Dagster

Configure Polars Cloud authentication securely within Dagster pipelines using resource based secret management. This section details how to integrate Polars Cloud service account credentials with Dagster's resource pattern.

Dagster implements secret management through Resources), which provide dependency injection for external services. To configure Polars Cloud authentication, define credentials through one of these standard approaches:

Secret manager (recommended): pull the secret from a metastore (see official docs of your secret manager; here is AWS' as an example).
Environment variables: define the values as environment variables in your Dagster environment (containers or else), and pick them up from your code or Dagster configuration (via the dagster.yaml or workspace.yaml).

Some code snippets for the solutions described above:

# pull secrets from the aws secret manager
@resource
def service_account_from_aws(_):
    client = boto3.client("secretsmanager")
    return {
        "client_id": client.get_secret_value(SecretId="<SECRET>").get("SecretString"),
        "client_secret": client.get_secret_value(SecretId="<SECRET>").get("SecretString"),
    }

# fetch [securely injected!] secrets from environment
@resource
def service_account_from_env(_):
    return {
        "client_id": os.getenv("POLARS_CLOUD_CLIENT_ID"),
        "client_secret": os.getenv("POLARS_CLOUD_CLIENT_SECRET"),
    }

Below a few lines of pseudo-code to define a Dagster flow:

import os
import polars as pl

from dagster import job, op, resource
from polars_cloud import ComputeContext, authenticate, set_compute_context

# define two compute contexts (two instance sizes)
vm_small = ComputeContext(cpus=2, memory=4)
vm_large = ComputeContext(cpus=4, memory=16)

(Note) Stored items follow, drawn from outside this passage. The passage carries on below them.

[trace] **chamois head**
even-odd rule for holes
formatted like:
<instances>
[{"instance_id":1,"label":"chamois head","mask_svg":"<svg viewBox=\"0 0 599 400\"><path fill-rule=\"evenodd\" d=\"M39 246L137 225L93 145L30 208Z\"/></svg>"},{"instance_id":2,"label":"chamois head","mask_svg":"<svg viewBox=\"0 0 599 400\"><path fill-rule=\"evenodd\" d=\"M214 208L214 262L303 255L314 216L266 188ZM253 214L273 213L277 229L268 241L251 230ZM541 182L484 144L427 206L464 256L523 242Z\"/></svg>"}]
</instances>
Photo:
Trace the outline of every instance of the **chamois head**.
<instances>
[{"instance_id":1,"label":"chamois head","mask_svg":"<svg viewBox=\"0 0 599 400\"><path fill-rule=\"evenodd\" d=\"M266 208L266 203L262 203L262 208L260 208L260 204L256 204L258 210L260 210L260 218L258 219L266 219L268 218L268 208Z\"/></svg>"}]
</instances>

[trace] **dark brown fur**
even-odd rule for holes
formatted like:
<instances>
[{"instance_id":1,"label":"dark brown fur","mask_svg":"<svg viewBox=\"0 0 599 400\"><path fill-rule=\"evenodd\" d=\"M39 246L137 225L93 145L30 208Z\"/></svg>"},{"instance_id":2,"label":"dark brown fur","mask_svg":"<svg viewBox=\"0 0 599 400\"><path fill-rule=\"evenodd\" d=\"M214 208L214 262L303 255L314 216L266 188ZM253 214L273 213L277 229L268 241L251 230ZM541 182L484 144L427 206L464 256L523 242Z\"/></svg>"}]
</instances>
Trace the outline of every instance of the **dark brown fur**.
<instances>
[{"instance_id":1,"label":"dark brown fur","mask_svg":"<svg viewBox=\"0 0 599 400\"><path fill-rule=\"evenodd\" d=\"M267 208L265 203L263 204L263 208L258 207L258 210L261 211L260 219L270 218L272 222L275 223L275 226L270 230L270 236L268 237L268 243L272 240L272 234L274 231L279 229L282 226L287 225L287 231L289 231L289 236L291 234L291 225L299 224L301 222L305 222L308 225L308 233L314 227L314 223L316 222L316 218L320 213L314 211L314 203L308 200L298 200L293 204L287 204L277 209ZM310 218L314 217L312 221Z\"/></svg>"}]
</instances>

# queries will execute on the small vm by default
set_compute_context(vm_small)

@op(required_resource_keys={"sa"})
def prepare_dataset_1():
    pl.scan_csv(...).remote().sink_parquet(...)

@op(required_resource_keys={"sa"})
def prepare_dataset_2():
    pl.scan_ndjson(...).remote().sink_parquet(...)

# use a bigger machine for this operation
@op(required_resource_keys={"sa"})
@set_compute_context(vm_large)
def join_datasets():
    pl.scan_parquet(...).remote().sink_parquet(...)

@job(resource_defs={"sa": service_account_from_aws})
def report():
    # authenticate to polars cloud with the secrets created above
    authenticate(**sa)

    prepare_dataset_1()
    prepare_dataset_2()
    join_datasets()

# stop the instances
vm_small.stop()
vm_large.stop()